I thought I had come to the wrong place and went out to check the sign at the gate. No mistake, it was the Hospital of Chinese Medicine. By the time I reentered the hospital grounds, I had lost my confidence and rushed about like the other patients. "I want Director Zhao. I have a personal letter from Department Chief Liu!" I insisted. But my demands gradually subsided into spineless whimpers.

While the hospital staff completely ignored me, the other patients turned on me with fury: "Go line up!" I looked around but could not find anyone in particular who had his eye on me. Just as I thought I was safe, again I heard the furious tones of patients shouting in one voice: "Go line up!"

In a sort of daze, I made my way to the registry office. Through the little window slot, I said to the nurse sitting on a raised seat, "I want Director Zhao!"

The window slot was tiny and situated very low. I had to bend and put my head down and then lift up my eyes to make out the (presumably) dazzling beauty of the nurse in charge. All I could make out was the fuzzy contours of someone high and mighty, looking down on the patients as so much trash. I shouted, "I want Director Zhao!" and waved my letter, which by now had become limp in my hands.

"Room seven," the unmoving, unmoved, and immovable figure behind the window slot mumbled. Was it one, or seven, or eleven? My neck had become stiff, as I was trying to bend my shoulders and lift my head at the same time.
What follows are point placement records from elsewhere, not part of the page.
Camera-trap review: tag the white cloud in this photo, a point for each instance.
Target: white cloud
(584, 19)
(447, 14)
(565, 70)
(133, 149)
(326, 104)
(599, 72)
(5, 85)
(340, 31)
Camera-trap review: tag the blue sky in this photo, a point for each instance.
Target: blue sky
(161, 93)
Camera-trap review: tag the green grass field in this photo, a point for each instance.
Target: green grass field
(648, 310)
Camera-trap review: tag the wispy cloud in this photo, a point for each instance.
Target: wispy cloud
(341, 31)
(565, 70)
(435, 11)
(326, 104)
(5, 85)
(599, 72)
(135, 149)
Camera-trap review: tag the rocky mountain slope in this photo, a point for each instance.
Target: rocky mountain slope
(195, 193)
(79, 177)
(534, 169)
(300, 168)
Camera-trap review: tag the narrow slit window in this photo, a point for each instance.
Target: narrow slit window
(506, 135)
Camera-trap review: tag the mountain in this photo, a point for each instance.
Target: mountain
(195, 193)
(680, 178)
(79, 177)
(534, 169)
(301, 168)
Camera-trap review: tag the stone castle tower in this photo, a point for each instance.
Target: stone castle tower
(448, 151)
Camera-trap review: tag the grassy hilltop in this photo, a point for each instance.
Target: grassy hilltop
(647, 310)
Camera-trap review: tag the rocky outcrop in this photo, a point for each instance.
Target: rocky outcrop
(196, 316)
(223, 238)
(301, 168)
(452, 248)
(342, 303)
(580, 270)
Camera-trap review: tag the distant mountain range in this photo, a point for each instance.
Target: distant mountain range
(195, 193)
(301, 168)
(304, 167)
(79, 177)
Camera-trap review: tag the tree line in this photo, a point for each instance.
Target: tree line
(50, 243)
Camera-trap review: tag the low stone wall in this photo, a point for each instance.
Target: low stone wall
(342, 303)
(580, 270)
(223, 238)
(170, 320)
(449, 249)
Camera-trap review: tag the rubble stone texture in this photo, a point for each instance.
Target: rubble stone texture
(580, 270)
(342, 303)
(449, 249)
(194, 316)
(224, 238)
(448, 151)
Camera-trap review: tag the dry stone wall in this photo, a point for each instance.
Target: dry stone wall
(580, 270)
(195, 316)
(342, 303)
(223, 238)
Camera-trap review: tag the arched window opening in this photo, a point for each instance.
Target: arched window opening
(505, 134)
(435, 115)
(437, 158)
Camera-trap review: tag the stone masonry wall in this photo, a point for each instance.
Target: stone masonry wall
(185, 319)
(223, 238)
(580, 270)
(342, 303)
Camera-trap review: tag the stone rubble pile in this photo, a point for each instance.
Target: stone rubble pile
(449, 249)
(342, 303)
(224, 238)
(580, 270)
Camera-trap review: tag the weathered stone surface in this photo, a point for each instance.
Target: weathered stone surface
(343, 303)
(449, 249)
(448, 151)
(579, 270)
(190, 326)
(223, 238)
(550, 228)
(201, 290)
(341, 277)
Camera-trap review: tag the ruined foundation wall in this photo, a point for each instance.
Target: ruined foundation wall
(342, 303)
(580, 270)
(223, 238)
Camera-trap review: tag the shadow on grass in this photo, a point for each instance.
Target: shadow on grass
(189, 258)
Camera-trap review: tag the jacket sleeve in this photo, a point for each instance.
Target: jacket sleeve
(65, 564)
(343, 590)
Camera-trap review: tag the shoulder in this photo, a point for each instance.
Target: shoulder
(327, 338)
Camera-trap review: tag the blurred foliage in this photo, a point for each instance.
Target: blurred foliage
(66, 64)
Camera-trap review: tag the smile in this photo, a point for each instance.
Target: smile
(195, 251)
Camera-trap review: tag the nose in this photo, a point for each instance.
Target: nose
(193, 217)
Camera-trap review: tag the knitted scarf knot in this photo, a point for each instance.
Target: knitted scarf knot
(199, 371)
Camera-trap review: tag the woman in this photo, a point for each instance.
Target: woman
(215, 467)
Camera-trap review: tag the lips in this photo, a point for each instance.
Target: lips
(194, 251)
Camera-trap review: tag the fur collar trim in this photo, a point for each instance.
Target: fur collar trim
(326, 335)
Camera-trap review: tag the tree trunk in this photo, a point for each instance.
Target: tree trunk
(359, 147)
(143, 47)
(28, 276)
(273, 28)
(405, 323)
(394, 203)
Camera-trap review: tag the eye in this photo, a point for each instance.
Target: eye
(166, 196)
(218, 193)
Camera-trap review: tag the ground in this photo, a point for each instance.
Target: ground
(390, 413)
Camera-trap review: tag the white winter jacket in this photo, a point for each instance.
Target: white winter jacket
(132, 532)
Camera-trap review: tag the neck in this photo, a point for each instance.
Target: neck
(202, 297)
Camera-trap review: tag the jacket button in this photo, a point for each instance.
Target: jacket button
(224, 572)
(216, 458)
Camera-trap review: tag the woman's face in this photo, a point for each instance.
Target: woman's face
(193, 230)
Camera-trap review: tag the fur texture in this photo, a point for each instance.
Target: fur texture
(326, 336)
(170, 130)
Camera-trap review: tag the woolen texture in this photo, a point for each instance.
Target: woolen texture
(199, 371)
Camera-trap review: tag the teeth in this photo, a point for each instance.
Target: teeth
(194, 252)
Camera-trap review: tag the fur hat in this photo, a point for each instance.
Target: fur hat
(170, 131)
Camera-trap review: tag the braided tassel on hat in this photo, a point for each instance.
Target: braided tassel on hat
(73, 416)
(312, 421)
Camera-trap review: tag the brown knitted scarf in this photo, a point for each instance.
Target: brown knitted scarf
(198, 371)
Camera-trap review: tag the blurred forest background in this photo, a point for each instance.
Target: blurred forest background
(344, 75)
I didn't have a second chance, for the people behind shoved me aside. I rushed to the consulting rooms, fighting my way through the crowd. I was continually pushed by other patients. This infuriated me, and I myself began pushing right and left, only to be swung to and fro by the human tide. I made my way into room i. A woman was sitting behind the desk. A woman? That could not be Director Zhao, I said to myself. I fought my way out through the mass of people craning their necks at the door. A young man was sitting behind the desk. No, that could not be Director Zhao either. Again I pushed and was pushed on my way out. Like a bubble on a boiling sea, I rolled into room 11. An elderly person with venerable white locks-"Director Zhao!" I shouted gleefully and was immediately shoved aside. I found myself in room 8. The doctor in room 8 was in a loud altercation with a patient, who pointed a finger at the doctor's nose and said in disgust, "I've never seen the likes of you!" The doctor pointed his finger at the patient's nose and reciprocated: "I've never seen the likes of you either!" I was sure this was not Director Zhao. Director Zhao would never quarrel with patients, nor patients with Director Zhao. But I had learned something in a flash of inspiration. It seemed that have never seen is a term of extreme opprobrium. What has never been seen is decidedly bad. But I had never seen Director Zhao, so why should I look so hard for him?
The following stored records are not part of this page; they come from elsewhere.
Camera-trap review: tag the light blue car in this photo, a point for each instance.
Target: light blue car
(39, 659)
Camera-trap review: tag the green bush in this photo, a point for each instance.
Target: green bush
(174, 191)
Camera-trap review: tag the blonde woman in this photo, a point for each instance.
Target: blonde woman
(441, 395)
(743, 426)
By now I had floated willy-nilly into room 9, and found myself face to face with a young fellow with long hair. Unlike the other crowded consulting rooms, this one was quite deserted. Obviously, he was not trusted by patients. I sat down and said hesitatingly, "I'm looking for Director Zhao…"
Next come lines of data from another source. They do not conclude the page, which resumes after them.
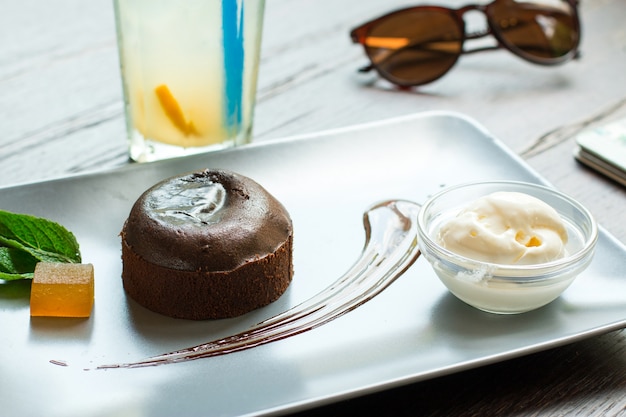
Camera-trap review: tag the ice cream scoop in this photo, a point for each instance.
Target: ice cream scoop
(506, 228)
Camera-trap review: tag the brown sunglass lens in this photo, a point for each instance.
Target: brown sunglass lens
(414, 47)
(536, 29)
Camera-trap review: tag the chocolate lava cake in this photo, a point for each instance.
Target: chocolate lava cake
(206, 245)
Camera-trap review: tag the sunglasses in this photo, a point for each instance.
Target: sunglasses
(418, 45)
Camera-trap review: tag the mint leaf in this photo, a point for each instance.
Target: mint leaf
(16, 264)
(26, 239)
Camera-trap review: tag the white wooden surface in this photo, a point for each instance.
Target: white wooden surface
(61, 114)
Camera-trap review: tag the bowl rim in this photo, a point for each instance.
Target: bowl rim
(548, 268)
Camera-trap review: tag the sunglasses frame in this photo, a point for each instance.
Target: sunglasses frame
(360, 33)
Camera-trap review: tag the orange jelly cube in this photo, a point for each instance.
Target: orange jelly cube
(62, 290)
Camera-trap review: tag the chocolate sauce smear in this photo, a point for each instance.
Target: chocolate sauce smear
(390, 249)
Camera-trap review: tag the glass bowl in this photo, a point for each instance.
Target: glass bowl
(503, 288)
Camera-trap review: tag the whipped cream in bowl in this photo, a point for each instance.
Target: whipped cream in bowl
(506, 247)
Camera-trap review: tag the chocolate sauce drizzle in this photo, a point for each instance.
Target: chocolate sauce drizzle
(390, 249)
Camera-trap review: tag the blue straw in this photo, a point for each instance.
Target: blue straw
(232, 27)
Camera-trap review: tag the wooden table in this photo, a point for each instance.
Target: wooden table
(61, 114)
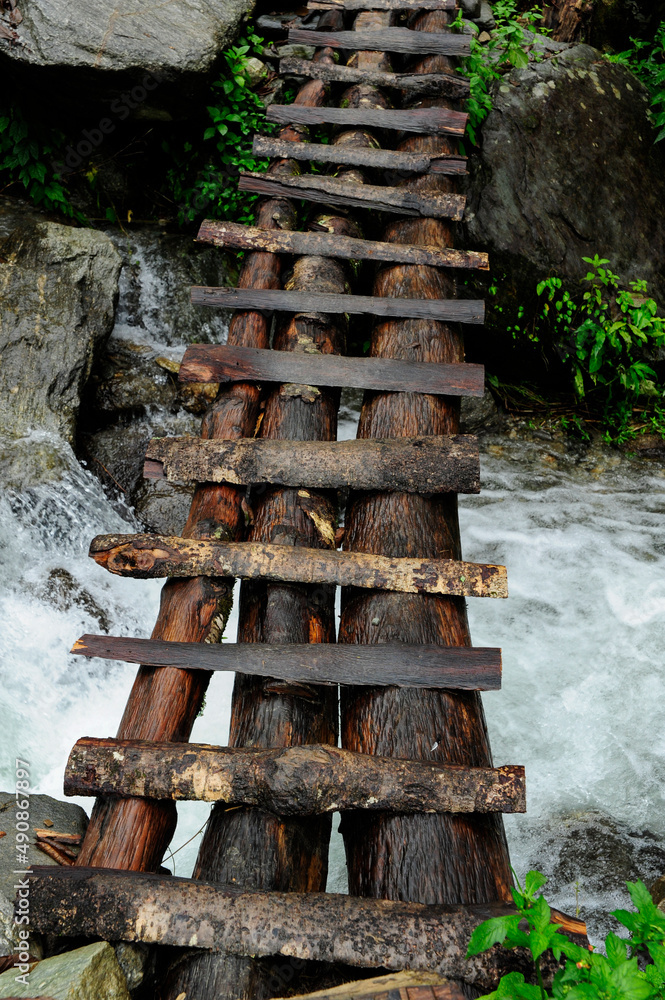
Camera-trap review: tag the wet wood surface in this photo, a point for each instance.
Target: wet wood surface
(416, 465)
(221, 363)
(289, 781)
(234, 236)
(148, 557)
(462, 667)
(426, 121)
(343, 193)
(451, 310)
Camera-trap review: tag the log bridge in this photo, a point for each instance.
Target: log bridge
(380, 719)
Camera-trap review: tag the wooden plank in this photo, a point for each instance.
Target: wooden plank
(289, 781)
(463, 668)
(425, 121)
(337, 191)
(445, 464)
(329, 927)
(145, 556)
(238, 237)
(423, 85)
(221, 363)
(442, 310)
(387, 40)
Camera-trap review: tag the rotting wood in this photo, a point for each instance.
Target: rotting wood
(238, 237)
(426, 84)
(414, 465)
(289, 781)
(426, 121)
(387, 40)
(443, 310)
(465, 668)
(366, 933)
(145, 556)
(221, 363)
(347, 194)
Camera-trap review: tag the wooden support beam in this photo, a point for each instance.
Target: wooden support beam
(425, 121)
(359, 156)
(145, 556)
(269, 300)
(347, 194)
(367, 933)
(289, 781)
(411, 465)
(415, 85)
(387, 40)
(221, 363)
(463, 668)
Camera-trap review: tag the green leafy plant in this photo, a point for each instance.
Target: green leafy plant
(646, 59)
(585, 975)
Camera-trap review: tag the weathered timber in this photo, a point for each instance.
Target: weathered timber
(289, 781)
(430, 986)
(427, 84)
(461, 667)
(387, 40)
(232, 234)
(348, 194)
(221, 363)
(414, 465)
(146, 557)
(426, 121)
(367, 933)
(443, 310)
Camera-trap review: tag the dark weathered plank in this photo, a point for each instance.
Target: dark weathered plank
(145, 556)
(387, 40)
(289, 781)
(416, 85)
(444, 310)
(411, 465)
(232, 234)
(221, 363)
(425, 121)
(463, 668)
(337, 191)
(368, 933)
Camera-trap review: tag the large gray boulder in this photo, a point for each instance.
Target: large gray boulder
(567, 169)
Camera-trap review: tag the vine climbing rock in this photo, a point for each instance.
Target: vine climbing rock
(566, 169)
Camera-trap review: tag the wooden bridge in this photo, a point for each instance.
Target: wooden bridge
(398, 687)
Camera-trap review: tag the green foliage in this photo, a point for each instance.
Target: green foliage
(27, 157)
(507, 48)
(205, 181)
(585, 975)
(647, 61)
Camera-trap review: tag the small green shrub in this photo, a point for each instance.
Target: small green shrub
(586, 975)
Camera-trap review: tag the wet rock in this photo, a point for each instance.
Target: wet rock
(45, 812)
(89, 973)
(555, 177)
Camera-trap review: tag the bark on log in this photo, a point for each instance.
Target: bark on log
(289, 781)
(414, 465)
(387, 40)
(147, 557)
(217, 363)
(451, 310)
(465, 667)
(428, 84)
(425, 121)
(367, 933)
(347, 194)
(237, 237)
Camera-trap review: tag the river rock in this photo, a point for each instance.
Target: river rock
(566, 169)
(89, 973)
(45, 812)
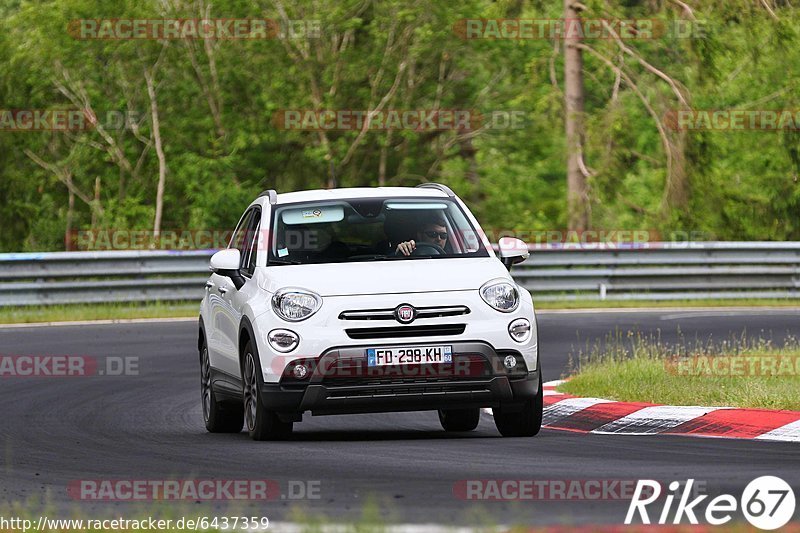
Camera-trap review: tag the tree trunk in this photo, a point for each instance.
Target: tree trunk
(577, 191)
(68, 240)
(162, 163)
"I am Director Zhao," he said in firm tones.

I had no reason to dispute this, though I felt in my bones that something was wrong. Toothache, however, overcame my scruples. Leaving aside the verification of his identity, I began to tell him the history of my woes.

In friendly tones, the young fellow asked me to open my mouth. He began poking at my teeth with a steel prod. When he knocked on my bad tooth, I howled in pain.